Three judges dissented to the Court’s finding that Alekseyev’s application should be dismissed for abuse of application. See ECtHR, Case of Zhdanov and Others v. Russia, Judgment of 16 July 2019 (joint partly dissenting opinion of Judges Keller, Serghides, and Elósegui), para. 1.
While the dissenting judges agreed that Alekseyev’s language was “personally offensive” and false, they disagree that the statements pose an actual threat to the functioning of the ECtHR or jeopardize its integrity. See id. at paras. 2. Additionally, the judges note that the Court has never looked at language or statements outside of the proceedings at issue to make an admissibility determination. See id. at para. 3. In their view, Article 35 applies to the application itself and not to conduct outside the scope of the application. See id. at para. 4. The judges distinguished this case from all others that had been dismissed on this ground, clarifying that in all of the other cases, the statements or conduct at issue consisted of submissions to the Court that were related to ongoing proceedings. See id. at paras. 6-8.
The judges also acknowledge the risk of potentially chilling public discourse and debate about the ECtHR, noting that it is an institution that is and should be accountable to the public it serves. See id. at para. 9. Finally, the judges consider the Court’s inadmissibility holding to be an unjustifiable restriction on the applicant’s right to access the ECtHR, which “exists to protect and realise this right for all applicants, regardless of their manners or propriety.” See id. at paras. 16, 19.
“Abusive Language” in Other Systems
While United Nations human rights treaties and formal rules of procedure do not explicitly include a prohibition on abusive language, instructions published by the UN human rights office regarding civil society submissions state that complaints containing “abusive language” will not be considered. This includes complaints submitted to the human rights treaty bodies, to the special procedures, and to the Human Rights Council. See OHCHR, A Handbook for Civil Society, Chapter VIII Submitting a Complaint on Alleged Human Rights Violations, 162, 165, 168; OHCHR, Communications; UN Human Rights Council, Frequently Asked Questions.

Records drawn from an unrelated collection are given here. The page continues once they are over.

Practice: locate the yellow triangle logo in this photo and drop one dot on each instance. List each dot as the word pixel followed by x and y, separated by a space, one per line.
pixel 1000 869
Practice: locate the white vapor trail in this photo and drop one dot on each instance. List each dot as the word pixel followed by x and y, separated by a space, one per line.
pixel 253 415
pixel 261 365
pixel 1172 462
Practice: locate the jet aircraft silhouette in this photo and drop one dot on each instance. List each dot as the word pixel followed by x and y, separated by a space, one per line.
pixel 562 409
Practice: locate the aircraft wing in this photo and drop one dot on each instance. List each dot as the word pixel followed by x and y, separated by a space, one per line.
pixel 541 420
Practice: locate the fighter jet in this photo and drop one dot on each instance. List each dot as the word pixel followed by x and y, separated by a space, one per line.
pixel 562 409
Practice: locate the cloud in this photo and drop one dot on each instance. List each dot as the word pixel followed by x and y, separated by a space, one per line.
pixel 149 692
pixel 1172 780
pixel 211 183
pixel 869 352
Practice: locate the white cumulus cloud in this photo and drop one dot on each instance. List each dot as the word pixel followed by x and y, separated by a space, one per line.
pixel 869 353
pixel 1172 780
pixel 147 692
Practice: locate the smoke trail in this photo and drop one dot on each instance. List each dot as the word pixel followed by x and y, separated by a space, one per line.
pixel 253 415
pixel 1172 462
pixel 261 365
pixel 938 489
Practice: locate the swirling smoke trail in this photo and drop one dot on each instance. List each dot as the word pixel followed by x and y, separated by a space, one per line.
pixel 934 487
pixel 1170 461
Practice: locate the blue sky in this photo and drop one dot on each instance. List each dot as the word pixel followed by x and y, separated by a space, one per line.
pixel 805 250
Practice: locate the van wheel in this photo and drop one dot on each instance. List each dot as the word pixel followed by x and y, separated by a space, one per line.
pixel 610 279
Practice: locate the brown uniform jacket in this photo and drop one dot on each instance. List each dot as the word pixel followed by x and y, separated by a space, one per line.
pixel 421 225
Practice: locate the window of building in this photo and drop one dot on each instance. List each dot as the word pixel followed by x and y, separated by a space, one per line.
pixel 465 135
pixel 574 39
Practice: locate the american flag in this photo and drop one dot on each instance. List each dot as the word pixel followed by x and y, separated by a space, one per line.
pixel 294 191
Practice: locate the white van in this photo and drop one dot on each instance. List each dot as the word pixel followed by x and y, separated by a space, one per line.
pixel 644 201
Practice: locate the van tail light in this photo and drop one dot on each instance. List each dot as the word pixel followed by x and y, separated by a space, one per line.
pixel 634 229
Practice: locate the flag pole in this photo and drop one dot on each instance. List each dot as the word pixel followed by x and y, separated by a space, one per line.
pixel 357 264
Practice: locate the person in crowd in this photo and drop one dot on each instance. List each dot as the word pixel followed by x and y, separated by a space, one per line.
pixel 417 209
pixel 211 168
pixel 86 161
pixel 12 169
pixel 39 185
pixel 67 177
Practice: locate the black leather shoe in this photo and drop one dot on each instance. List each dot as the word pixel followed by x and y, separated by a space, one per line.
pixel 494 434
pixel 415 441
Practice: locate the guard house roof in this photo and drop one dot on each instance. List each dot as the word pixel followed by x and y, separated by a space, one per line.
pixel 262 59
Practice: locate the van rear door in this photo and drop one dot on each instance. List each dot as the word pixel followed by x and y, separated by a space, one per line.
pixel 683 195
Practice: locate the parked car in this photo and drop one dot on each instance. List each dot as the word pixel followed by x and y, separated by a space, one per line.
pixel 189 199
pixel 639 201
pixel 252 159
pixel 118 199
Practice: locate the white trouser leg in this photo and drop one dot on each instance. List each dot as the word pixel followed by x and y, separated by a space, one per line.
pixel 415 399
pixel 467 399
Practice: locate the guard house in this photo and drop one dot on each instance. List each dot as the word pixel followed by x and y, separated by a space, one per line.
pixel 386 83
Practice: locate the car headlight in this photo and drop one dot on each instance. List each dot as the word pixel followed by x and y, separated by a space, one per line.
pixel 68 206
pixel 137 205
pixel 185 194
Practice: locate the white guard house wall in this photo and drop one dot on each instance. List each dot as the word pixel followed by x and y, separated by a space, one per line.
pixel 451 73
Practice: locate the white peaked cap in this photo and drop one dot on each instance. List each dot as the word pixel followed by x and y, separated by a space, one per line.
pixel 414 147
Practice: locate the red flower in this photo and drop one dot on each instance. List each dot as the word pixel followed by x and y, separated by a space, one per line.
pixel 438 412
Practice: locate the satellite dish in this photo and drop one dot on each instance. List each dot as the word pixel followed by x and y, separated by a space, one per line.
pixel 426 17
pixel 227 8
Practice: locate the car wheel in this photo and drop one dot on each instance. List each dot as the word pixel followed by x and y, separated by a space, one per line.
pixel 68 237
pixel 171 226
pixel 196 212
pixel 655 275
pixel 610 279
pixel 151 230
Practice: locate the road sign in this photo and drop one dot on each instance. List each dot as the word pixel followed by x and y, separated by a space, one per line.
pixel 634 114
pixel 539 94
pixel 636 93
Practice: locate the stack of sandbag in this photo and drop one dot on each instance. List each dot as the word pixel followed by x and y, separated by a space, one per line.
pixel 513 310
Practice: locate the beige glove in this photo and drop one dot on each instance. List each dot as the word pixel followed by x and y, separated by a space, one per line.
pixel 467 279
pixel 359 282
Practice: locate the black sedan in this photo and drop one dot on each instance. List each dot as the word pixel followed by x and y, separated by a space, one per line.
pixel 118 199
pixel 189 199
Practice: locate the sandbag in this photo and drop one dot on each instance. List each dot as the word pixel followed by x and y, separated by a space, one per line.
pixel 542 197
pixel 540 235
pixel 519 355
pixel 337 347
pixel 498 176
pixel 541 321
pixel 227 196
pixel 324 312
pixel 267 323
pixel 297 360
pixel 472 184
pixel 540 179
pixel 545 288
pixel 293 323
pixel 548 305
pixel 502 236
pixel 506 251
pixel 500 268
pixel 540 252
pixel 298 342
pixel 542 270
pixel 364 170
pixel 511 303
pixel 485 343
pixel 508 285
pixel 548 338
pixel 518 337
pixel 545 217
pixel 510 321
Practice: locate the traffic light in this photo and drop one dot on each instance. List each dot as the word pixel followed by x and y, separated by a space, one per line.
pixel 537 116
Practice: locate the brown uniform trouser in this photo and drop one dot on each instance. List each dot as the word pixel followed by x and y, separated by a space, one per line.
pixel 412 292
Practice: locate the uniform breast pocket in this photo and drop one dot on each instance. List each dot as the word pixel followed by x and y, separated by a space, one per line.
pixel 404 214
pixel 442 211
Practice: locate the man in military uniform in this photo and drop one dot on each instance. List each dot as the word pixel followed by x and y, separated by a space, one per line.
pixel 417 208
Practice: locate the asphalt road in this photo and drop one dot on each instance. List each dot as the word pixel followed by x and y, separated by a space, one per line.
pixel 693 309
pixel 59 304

At the regional level, both the African Commission on Human and Peoples’ Rights (ACHPR) and the African Court on Human and Peoples’ Rights (AfCHPR) have provisions prohibiting abusive language in complaints. See AfCHPR, Rules of Court (2010), rule 40(3); African Charter, Article 56(3). In the Inter-American system, although none of the legal instruments explicitly address “abusive language,” the Rules of Procedure of the Inter-American Commission on Human Rights (IACHR) allow the IACHR to dismiss petitions it deems to be “out of order.” See IACHR, Rules of Procedure (2013), art. 34(b); American Convention, art. 47(c).